By default, Google Cloud automatically encrypts data when it is at rest using encryption keys managed by Google. If you have specific compliance or regulatory requirements related to the keys that protect your data, you can use customer-managed encryption keys (CMEK) for Dataform repositories.
This guide describes using CMEK for Dataform and walks you through how to enable CMEK encryption of Dataform repositories.
For more information about CMEK in general, including when and why to enable it, see the CMEK documentation.
CMEK encryption of repository data
When you apply CMEK encryption to a Dataform repository, all Dataform-managed customer data in that repository is encrypted at rest using the CMEK protection key set for the repository. This data includes the following:
- Git repository content of the Dataform repository and its workspaces
- Compiled SQL queries and compilation errors
- Stored SQL queries of workflow actions
- Error details of executed workflow actions
Dataform uses CMEK protection keys in the following scenarios:
- During every operation that requires decryption of customer data stored at rest.
These operations include, but are not limited to the following:
- Responses to a user query—for example,
compilationResults.query
. - Creation of Dataform resources that require previously created encrypted repository data—for example, workflow invocations.
- Git operations to update the remote repository, for example, pushing a Git commit.
- Responses to a user query—for example,
- During every operation that requires storing customer data at rest.
These operations include, but are not limited to, the following:
- Responses to a user query—for example,
compilationResults.create
. - Git operations to a workspace—for example, pulling a Git commit.
- Responses to a user query—for example,
Dataform manages the encryption of customer data associated only with Dataform resources. Dataform does not manage encryption of customer data that is created in BigQuery through execution of Dataform workflows. To encrypt data created and stored in BigQuery, configure CMEK for BigQuery.
Supported keys
Dataform supports the following types of CMEK keys:
- Cloud KMS software keys
- Cloud Hardware Security Module (HSM) keys
- Cloud External Key Manager (Cloud EKM) keys
Key availability varies by key type and region. For more information about the geographical availability of CMEK keys, see Cloud KMS locations.
Restrictions
Dataform supports CMEK with the following restrictions:
- The maximum size of a CMEK-encrypted repository is 512 MB.
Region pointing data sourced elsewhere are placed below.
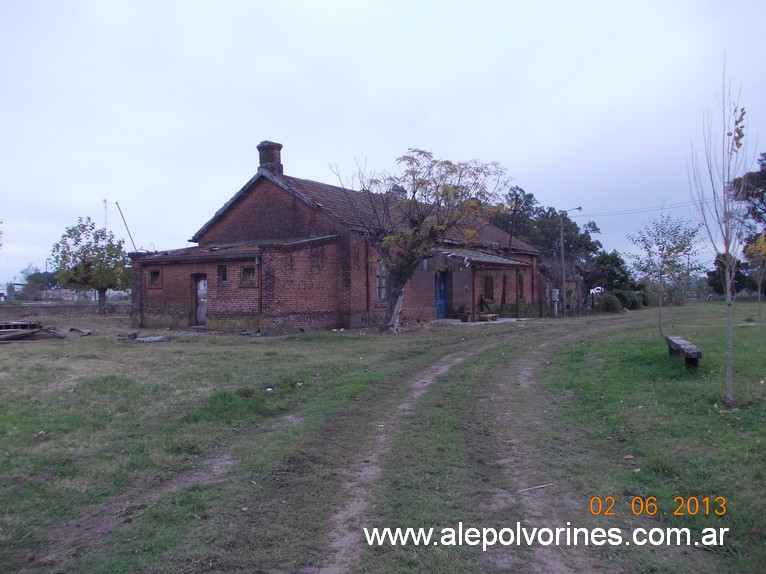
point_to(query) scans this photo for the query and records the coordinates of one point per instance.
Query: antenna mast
(126, 225)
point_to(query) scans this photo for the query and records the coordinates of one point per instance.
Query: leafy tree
(666, 252)
(91, 258)
(405, 215)
(742, 278)
(718, 186)
(611, 271)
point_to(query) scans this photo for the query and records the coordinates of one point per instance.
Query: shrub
(629, 299)
(608, 303)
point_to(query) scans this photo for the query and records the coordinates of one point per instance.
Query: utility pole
(563, 273)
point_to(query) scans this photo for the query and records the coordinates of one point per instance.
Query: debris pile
(26, 331)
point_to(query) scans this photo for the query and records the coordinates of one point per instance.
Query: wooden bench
(678, 346)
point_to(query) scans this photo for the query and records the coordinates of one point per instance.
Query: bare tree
(717, 185)
(756, 256)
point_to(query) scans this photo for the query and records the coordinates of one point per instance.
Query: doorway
(440, 294)
(200, 305)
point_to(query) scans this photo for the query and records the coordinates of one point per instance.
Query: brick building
(286, 254)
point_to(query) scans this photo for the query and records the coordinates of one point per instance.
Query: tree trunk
(393, 310)
(102, 301)
(730, 292)
(729, 353)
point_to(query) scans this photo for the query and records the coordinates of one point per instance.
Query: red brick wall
(266, 211)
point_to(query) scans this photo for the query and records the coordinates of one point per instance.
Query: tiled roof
(360, 209)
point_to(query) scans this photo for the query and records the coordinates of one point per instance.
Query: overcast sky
(159, 105)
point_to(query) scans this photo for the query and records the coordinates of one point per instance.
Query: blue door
(440, 294)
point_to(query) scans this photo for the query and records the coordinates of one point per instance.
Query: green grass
(96, 421)
(627, 399)
(86, 419)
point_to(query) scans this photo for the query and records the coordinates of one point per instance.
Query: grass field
(212, 453)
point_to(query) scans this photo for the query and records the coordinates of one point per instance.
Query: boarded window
(155, 279)
(248, 277)
(382, 282)
(489, 288)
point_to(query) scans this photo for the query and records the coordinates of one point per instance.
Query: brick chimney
(271, 157)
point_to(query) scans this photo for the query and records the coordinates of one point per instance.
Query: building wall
(266, 211)
(301, 287)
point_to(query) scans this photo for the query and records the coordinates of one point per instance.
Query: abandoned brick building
(285, 254)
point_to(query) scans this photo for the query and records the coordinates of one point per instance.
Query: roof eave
(261, 173)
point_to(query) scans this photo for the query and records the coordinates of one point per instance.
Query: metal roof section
(481, 259)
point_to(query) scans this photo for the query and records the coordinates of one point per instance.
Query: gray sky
(160, 105)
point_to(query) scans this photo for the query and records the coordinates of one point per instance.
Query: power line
(637, 210)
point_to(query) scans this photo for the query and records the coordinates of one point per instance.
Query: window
(248, 277)
(382, 282)
(155, 279)
(489, 288)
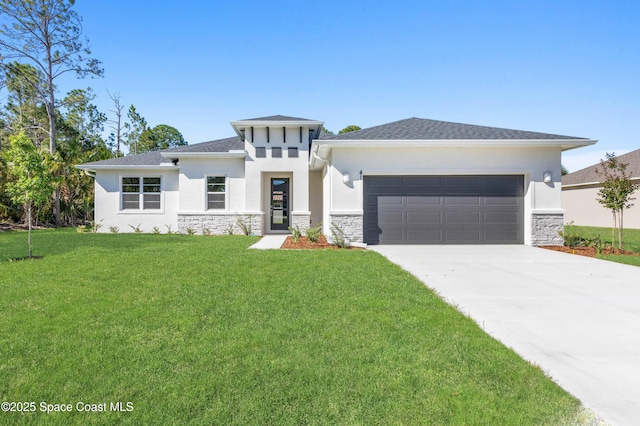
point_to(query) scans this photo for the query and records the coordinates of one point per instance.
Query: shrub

- The maximum size of a workspace in a CMEK-encrypted repository is 512 MB.
- You can't apply a CMEK protection key to a repository after the repository has been created. You can apply CMEK encryption during repository creation only.
- You can't remove a CMEK protection key from a repository.
- You can't change a CMEK protection key for a repository.
- If you set a default Dataform CMEK key for your Google Cloud project, all new repositories created in the Google Cloud project location must be encrypted with CMEK. When you create a new repository in the Google Cloud project location, you can apply the default Dataform CMEK key or a different CMEK key, but you cannot apply default encryption at rest.
- If you change the value of a default Dataform CMEK key, the previous value applies to pre-existing repositories, and the updated value applies to repositories created after the change.
- You can set only one default Dataform CMEK key per location of Google Cloud project repositories.
- CMEK organization policies are not available.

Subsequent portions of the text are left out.